作者
Jacob Fredsøe,Anne Rasmussen,Peter Mouritzen,Michael Borre,Torben Ørntoft,Karina Dalsgaard Sørensen
摘要
Improved biomarkers for prostate cancer (PC) risk stratification are urgently needed. Here, we aimed to develop a novel multimarker model for prediction of biochemical recurrence (BCR) after curatively intended radical prostatectomy (RP), based on minimally invasive sampling of blood and urine. We initially measured the levels of 45 selected miRNAs by RT-qPCR in exosome enriched cell-free urine samples collected prior to RP from 215 PC patients (Cohort 1, training). We trained a novel logistic regression model (pCaP), comprising five urine miRNAs (miR-151a-5p, miR-204-5p, miR-222-3p, miR-23b-3p and miR-331-3p) and serum prostate-specific antigen (PSA), which significantly predicted time to BCR in Cohort 1 (univariate Cox regression analysis: HR = 3.12, p < 0.001).

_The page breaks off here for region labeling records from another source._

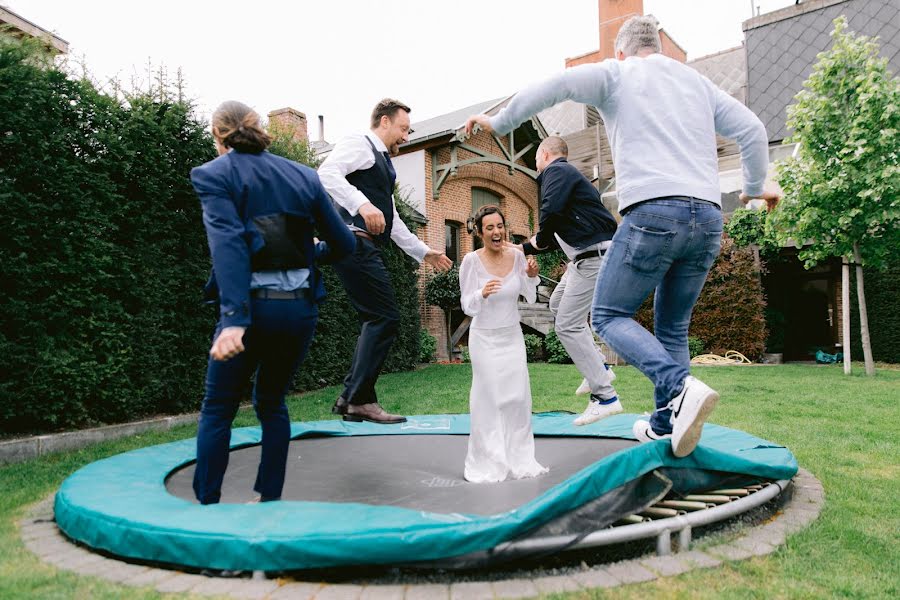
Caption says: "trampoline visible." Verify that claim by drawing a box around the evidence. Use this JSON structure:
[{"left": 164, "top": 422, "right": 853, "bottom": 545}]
[{"left": 55, "top": 413, "right": 797, "bottom": 571}]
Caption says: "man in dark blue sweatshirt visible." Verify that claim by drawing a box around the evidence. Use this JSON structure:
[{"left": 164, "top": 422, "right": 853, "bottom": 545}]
[{"left": 522, "top": 136, "right": 622, "bottom": 425}]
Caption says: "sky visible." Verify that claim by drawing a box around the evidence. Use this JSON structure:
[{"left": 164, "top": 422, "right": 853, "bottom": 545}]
[{"left": 8, "top": 0, "right": 794, "bottom": 142}]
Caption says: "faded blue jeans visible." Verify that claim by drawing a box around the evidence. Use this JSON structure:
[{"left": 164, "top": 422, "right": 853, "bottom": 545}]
[{"left": 591, "top": 196, "right": 722, "bottom": 433}]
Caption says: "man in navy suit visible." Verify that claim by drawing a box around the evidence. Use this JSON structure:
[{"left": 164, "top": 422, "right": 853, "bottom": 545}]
[{"left": 522, "top": 136, "right": 622, "bottom": 425}]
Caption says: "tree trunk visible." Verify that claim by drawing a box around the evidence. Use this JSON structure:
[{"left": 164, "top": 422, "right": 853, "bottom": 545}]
[
  {"left": 841, "top": 258, "right": 850, "bottom": 375},
  {"left": 853, "top": 244, "right": 875, "bottom": 375}
]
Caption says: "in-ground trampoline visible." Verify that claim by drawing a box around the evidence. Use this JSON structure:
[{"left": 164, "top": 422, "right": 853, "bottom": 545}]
[{"left": 55, "top": 413, "right": 797, "bottom": 571}]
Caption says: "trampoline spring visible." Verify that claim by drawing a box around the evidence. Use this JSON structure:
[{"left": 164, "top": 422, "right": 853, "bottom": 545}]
[
  {"left": 708, "top": 488, "right": 750, "bottom": 498},
  {"left": 684, "top": 494, "right": 731, "bottom": 504},
  {"left": 653, "top": 500, "right": 715, "bottom": 511},
  {"left": 640, "top": 506, "right": 678, "bottom": 519}
]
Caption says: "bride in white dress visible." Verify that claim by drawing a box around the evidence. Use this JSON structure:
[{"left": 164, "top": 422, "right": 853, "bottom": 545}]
[{"left": 459, "top": 206, "right": 547, "bottom": 483}]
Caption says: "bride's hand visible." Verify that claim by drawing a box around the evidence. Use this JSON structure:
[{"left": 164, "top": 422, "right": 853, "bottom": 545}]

Next, using the same exact numeric cutoff for dichotomization as trained in Cohort 1, we tested and successfully validated the prognostic potential of pCaP in two additional cohorts, including 199 (Cohort 2, HR = 2.24, p = 0.002) and 205 (Cohort 3, HR = 2.15, p = 0.004) RP patients, respectively. pCaP remained a significant predictor of BCR, also after adjustment for pathological T-stage, surgical margin status and Gleason grade group (p < 0.05 in multivariate Cox regression analysis: HR = 2.72, 1.94 and 1.83 for Cohorts 1, 2 and 3, respectively). Additionally, pCaP scores correlated positively with the established clinical risk stratification nomogram CAPRA in all three PC cohorts (Pearson's rho: 0.45, 0.39 and 0.44). Together, our results suggest that the minimally invasive pCaP model could potentially be used in the future to improve PC risk stratification and to guide more personalized treatment decisions. Further clinical validation studies are warranted.